After rolling out of bed fifteen minutes before class starts, the life of the purple Paladin begins. Class, class, lunch, class, meeting, workout, shower, dinner, meeting, library, crash! It doesn’t sound much different from the life of any other college student. What is different, though, is that Furman students go through the daily grind sustainably.
Furman’s numerous sustainability projects and programs are so much a part of students’ daily lives that they may not even realize that their routine actions are, in fact, lowering their environmental impact. Furman students use less water because of low-flow showerheads, they consume organically-grown herbs from the Furman Farm in the Dining Hall, and soon, their apartments will be heated and cooled with geothermal heat pumps. With a little effort, students can become even more involved in sustainability at Furman by volunteering at the Furman Farm, joining one of the many sustainability-oriented student groups, or collaborating with professors on sustainability-related research.

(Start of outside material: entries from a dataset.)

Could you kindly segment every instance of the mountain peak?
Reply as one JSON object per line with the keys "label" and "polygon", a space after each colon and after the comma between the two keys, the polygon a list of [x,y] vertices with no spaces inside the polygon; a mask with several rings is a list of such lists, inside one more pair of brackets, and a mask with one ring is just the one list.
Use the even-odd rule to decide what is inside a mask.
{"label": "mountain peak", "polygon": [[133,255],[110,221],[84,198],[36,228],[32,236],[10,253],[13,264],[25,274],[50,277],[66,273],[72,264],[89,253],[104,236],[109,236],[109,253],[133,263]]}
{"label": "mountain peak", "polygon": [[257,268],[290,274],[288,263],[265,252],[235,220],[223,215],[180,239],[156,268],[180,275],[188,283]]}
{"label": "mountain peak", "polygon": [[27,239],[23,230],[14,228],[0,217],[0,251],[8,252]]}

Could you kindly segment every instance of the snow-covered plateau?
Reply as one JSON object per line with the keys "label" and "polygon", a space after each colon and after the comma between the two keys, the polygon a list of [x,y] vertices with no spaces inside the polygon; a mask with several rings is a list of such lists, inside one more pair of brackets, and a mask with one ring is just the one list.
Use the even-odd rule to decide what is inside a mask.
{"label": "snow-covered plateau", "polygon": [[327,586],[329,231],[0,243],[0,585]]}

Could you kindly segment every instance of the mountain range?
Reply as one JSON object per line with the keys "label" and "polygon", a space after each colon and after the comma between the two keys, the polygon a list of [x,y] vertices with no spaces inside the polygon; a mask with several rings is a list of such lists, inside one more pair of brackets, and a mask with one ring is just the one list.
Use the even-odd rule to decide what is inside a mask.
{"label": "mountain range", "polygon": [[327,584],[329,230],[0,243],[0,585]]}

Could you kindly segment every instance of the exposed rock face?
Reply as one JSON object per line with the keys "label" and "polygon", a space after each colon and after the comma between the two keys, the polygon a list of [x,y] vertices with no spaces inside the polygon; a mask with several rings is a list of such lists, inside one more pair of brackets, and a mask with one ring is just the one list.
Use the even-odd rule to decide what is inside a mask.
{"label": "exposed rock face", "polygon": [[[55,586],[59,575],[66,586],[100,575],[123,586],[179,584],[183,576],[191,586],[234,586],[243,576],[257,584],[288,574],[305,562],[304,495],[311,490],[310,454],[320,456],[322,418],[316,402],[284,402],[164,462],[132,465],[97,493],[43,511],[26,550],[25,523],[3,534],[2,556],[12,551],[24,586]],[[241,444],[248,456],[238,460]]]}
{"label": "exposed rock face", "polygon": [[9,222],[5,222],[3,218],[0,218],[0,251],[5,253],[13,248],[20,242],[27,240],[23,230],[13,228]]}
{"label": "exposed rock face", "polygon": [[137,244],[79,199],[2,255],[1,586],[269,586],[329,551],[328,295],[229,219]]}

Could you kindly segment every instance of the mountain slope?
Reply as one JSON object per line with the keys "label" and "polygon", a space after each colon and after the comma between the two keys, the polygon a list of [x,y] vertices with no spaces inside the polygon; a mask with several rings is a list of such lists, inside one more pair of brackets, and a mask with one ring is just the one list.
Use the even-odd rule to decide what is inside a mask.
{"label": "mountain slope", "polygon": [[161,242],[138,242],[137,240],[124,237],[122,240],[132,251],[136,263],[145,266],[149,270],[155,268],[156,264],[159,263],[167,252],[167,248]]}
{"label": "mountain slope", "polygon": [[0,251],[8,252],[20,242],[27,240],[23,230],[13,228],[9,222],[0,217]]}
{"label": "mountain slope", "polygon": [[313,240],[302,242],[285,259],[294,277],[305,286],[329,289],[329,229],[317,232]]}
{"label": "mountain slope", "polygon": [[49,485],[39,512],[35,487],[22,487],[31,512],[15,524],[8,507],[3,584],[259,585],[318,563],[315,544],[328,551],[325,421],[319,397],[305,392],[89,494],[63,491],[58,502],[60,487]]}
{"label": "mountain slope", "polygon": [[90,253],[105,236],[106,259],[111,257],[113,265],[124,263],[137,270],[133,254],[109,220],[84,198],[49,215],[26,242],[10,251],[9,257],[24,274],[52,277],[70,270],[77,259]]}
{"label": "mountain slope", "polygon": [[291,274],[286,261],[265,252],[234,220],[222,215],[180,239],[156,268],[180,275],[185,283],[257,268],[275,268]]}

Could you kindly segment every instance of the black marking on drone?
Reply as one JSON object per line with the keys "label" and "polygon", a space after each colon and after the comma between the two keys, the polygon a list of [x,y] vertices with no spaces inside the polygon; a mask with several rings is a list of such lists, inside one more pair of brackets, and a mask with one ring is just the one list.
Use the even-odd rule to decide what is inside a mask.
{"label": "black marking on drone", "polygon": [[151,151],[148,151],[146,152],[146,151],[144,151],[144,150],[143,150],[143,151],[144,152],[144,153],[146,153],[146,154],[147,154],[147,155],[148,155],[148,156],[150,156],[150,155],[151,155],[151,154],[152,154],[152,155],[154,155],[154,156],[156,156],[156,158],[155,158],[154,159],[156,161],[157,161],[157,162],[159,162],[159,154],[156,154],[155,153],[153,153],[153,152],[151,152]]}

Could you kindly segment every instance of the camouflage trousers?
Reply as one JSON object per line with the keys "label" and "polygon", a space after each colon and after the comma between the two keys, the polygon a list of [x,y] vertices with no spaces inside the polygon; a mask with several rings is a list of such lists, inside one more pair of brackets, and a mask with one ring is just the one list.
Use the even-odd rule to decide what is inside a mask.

In order to further engage the campus community, I have worked with the Shi Center to help establish an innovative Campus Sustainability Help Desk, through which we answer questions from students, faculty, and staff. Also, through my contributions to the Sustainability Fellows’ blog, I am able to share my thoughts on current sustainability issues and foster discussion on campus. From my experiences this year, I have learned that one doesn’t have to be an environmental science major to get involved in campus and national sustainability efforts. I’m no scientist, but I can use my interests in communications and journalism to raise environmental awareness, and my work at the Shi Center has helped reveal these passions.
Today, as we celebrate the dedication of the David E. Shi Center for Sustainability, we recognize Furman’s role in producing generations of environmentally-responsible citizens. Furman’s comprehensive approach to sustainability helps us realize the impact of our actions today and how they will shape our world tomorrow.